Mantener una educación coherente es uno de los fundamentos de la estabilidad familiar dentro de casa, sobre todo a medida que los niños se van haciendo mayores y van tomando conciencia de sus actos y cómo estos afectan a su entorno. Durante la etapa de creciemiento, los pequeños no poseen las mismas armas mentales que los mayores para defenderse o aislarse psicológicamente de un entorno hostil: un entorno desestructurado se convertiría así en el caldo de cultivo perfecto para un trastorno de rango psicológico o psiquiátrico, que puede manifestarse en la infancia, la adolescencia o incluso en la edad adulta.

El estrés, el cansancio o el cargo de conciencia por no poder pasar tanto tiempo como querríamos con los niños -ya sea por el trabajo, o por los horarios de las actividades extraescolares-, suelen ser el detonante para tomar actitudes más paternalistas y sobreprotectoras, o lo que es lo mismo, para consentir a los más pequeños, y ceder ante sus deseos con más facilidad que en generaciones anteriores.

Este tipo de actitudes hacen en realidad un flaco favor a los niños, ya que transmiten un patrón de 'soberanía' que más tarde los pequeños pueden extrapolar al resto de la familia, al colegio o al grupo de amigos. Es especialmente en el entorno escolar donde la competencia con otros 'pequeños reyes' puede provocar a su vez una gran frustración, que acaba por derivar en un trastorno de la conducta o incluso de la alimentación.
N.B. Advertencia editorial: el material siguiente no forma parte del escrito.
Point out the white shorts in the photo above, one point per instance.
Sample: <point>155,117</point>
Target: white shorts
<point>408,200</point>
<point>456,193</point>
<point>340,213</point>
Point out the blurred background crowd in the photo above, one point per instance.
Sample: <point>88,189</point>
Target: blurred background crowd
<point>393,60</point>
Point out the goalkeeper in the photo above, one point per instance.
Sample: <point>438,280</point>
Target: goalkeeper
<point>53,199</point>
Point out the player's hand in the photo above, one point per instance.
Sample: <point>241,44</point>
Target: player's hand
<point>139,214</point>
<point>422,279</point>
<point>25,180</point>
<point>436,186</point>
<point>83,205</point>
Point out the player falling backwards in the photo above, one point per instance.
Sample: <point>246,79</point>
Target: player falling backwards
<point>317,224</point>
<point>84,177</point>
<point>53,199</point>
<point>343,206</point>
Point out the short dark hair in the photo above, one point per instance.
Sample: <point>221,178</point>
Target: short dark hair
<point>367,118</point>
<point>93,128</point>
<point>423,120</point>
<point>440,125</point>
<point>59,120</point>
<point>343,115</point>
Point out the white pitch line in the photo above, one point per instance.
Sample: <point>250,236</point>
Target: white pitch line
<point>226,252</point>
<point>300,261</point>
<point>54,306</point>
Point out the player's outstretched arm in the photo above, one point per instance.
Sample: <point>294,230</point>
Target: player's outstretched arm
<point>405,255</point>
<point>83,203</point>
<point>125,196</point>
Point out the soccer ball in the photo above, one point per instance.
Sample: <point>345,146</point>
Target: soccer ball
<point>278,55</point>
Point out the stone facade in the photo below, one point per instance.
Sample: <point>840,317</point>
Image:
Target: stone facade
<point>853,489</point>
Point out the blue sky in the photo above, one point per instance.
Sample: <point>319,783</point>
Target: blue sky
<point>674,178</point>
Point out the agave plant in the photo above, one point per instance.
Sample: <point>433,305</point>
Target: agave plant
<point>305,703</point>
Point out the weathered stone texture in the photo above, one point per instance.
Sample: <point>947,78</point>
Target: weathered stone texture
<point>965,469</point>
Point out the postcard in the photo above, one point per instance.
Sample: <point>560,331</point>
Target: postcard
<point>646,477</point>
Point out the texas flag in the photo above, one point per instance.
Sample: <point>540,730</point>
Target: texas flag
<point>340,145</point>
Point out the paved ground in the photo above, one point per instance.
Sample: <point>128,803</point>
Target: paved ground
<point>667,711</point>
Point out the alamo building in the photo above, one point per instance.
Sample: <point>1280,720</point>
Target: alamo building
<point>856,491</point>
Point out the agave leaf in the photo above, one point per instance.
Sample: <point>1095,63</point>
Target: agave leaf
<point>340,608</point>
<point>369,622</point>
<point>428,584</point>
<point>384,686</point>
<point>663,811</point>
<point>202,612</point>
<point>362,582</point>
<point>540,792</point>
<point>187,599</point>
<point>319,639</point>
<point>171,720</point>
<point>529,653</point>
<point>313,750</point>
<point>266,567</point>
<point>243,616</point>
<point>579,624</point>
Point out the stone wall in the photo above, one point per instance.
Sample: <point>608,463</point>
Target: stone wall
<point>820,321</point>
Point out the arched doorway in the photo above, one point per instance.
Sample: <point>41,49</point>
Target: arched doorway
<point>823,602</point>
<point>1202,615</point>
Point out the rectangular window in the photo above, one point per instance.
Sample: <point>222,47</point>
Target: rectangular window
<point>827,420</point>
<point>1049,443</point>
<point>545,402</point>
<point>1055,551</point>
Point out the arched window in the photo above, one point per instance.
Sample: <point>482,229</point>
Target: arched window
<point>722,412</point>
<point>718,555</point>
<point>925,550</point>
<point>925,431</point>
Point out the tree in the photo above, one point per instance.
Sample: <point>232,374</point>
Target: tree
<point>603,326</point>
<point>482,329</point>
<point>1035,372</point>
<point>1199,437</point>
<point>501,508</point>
En este sentido, la comida se habría convertido en otro de los principales recursos de los padres a la hora de combatir las rabietas o la agresividad moderada. Una herramienta inútil, eso sí, e incluso contraproducente en algunos casos: tratar la comida como un premio o una recompensa instrumentaliza los alimentos -necesarios para llevar una vida sana-, contribuyendo a favorecer estos mismos trastornos alimenticios al desvirtuar por completo su función nutricional.

Otro error común a la hora de controlar las malas actitudes en los 'peques': cada vez es más frecuente asignar rápidamente un diagnóstico psiquiátrico a un niño, especialmente si es muy activo o manifiesta mucha energía. Según los expertos, los índices de trastornos mentales infantiles no han incrementado en los últimos años: son las técnicas de diagnóstico e identificación las que nos hacen detectarlos más fácilmente. Algo que a su vez ha promovido los diagnosticos precipitados: no todos los niños con algo de hiperactividad tienen trastorno por déficit de atención (TDAH), ni todos los niños tristes están deprimidos.

La solución: asumir que nuestros hijos son también 'hijos de su tiempo', y que por tanto no podemos comparar su ritmo de crecimiento y necesidades con las de nosotros mismos en nuestra infancia. Asignar este tipo de esquemas no sólo produce un desfase entre lo que creemos que los niños necesitan y lo que realmente requieren: a menudo, este tipo de actitudes conllevan una gran frustración para los menores, que no siempre sabrían canalizar correctamente.